The name of Pierre Dervaux (1917-1992) is perhaps not one which is as familiar with younger collectors as it might be. Most of his working life was spent in France with a variety of orchestras and opera companies as well as teaching conducting. His currently available recordings, often deriving from broadcasts, include many French operas and operettas. Of these the most important is Poulenc’s
Dialogues des Carmélites
of which he conducted the first performance in France and of which this is the first recording. Although he also conducted many recordings of concertos with distinguished soloists his international reputation was nonetheless limited. Like such figures as Hans Swarowsky, George Hurst or Rudolf Schwarz he was perhaps more a musician’s musician than an idol of the international public. It is good to have an opportunity to assess his merits further.

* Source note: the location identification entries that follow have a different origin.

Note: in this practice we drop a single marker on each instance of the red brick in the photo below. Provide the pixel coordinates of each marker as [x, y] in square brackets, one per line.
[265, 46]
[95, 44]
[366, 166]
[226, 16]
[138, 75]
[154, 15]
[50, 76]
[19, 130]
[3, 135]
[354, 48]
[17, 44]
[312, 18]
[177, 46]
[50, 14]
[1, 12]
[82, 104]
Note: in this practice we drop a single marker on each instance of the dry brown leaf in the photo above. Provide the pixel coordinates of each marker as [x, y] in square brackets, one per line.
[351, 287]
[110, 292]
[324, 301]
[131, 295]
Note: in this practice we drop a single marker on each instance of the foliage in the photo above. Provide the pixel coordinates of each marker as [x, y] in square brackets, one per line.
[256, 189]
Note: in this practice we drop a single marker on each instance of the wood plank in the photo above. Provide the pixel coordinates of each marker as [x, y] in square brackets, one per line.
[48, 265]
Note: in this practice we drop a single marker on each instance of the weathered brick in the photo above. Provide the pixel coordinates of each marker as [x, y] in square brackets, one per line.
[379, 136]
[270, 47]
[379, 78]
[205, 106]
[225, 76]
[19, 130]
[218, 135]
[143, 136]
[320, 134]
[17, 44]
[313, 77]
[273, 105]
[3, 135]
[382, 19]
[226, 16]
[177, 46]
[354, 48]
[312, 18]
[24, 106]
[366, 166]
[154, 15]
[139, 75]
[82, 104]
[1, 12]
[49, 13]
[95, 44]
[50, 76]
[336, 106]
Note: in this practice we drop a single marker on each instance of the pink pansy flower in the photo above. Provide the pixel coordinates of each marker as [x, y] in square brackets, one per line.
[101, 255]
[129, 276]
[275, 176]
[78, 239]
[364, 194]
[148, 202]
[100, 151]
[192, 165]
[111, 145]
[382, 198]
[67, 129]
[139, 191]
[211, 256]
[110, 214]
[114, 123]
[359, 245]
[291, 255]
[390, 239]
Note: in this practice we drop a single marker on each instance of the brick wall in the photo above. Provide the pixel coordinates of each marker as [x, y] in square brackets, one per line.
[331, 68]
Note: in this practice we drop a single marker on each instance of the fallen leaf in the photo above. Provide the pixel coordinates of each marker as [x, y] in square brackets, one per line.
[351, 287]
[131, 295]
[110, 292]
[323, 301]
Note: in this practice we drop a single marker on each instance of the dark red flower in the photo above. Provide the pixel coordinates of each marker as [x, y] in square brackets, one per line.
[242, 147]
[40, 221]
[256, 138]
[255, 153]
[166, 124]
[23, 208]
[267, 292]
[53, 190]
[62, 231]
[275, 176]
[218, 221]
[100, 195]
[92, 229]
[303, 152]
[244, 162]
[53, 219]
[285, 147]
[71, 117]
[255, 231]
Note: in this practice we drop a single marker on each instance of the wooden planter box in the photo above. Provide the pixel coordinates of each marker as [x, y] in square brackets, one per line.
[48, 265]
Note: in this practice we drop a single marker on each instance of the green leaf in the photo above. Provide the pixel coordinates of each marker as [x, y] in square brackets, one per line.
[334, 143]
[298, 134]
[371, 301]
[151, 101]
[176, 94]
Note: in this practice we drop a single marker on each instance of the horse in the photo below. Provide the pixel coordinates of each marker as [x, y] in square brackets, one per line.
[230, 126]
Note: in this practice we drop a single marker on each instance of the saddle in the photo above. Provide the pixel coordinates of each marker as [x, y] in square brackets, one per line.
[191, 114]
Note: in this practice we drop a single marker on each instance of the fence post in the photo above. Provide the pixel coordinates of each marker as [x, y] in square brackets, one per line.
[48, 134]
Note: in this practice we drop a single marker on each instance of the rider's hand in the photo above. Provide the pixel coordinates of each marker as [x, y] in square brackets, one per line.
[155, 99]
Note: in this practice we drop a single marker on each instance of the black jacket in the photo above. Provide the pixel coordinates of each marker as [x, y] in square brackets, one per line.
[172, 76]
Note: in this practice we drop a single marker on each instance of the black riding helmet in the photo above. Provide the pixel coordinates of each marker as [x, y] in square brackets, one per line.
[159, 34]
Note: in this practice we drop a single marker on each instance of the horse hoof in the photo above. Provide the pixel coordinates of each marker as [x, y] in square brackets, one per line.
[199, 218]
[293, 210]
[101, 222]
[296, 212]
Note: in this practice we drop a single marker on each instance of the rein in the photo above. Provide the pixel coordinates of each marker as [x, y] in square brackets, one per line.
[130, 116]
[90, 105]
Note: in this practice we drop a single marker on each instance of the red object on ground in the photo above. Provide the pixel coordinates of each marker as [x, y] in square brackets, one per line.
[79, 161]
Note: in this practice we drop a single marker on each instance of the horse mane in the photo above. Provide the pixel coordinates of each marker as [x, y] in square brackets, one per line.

Much of the music on these discs was more commonly found in concerts and on record in the first half of the twentieth century. For instance opportunities to hear the Overture to Zampa
or Le Calife de Bagdad
, let alone the rest of those operas, are rare. The performances of these and the rest of the programme are not the most polished imaginable, and the recordings are variable and sometimes poor, but everything is well considered and nothing is taken for granted. Even such a warhorse as the Overture to Die Fledermaus
is made to sound individual without resort to gimmicks or over-stylisation. The Wagner extracts suggest a conductor very obviously at home in the theatre, and the Overture to Ruslan and Ludmila
is taken at an unusually steady speed and gains much by it. It would be an exaggeration to suggest that there are major musical revelations here, but the listener soon develops a confidence in the imagination and musicianship of the conductor. I suspect that with front-rank orchestras and more rehearsal the results could have been even better, but there is enough here to demonstrate that Pierre Dervaux was an excellent musician, a real professional and an artist whose other recordings are worth looking out for.
The presentation is helpful and the discs are well filled, making them a useful and intriguing introduction to the work of the conductor. It would be good if it could be followed by some of his broadcast performances, especially of the unfamiliar French music of which he was an expert.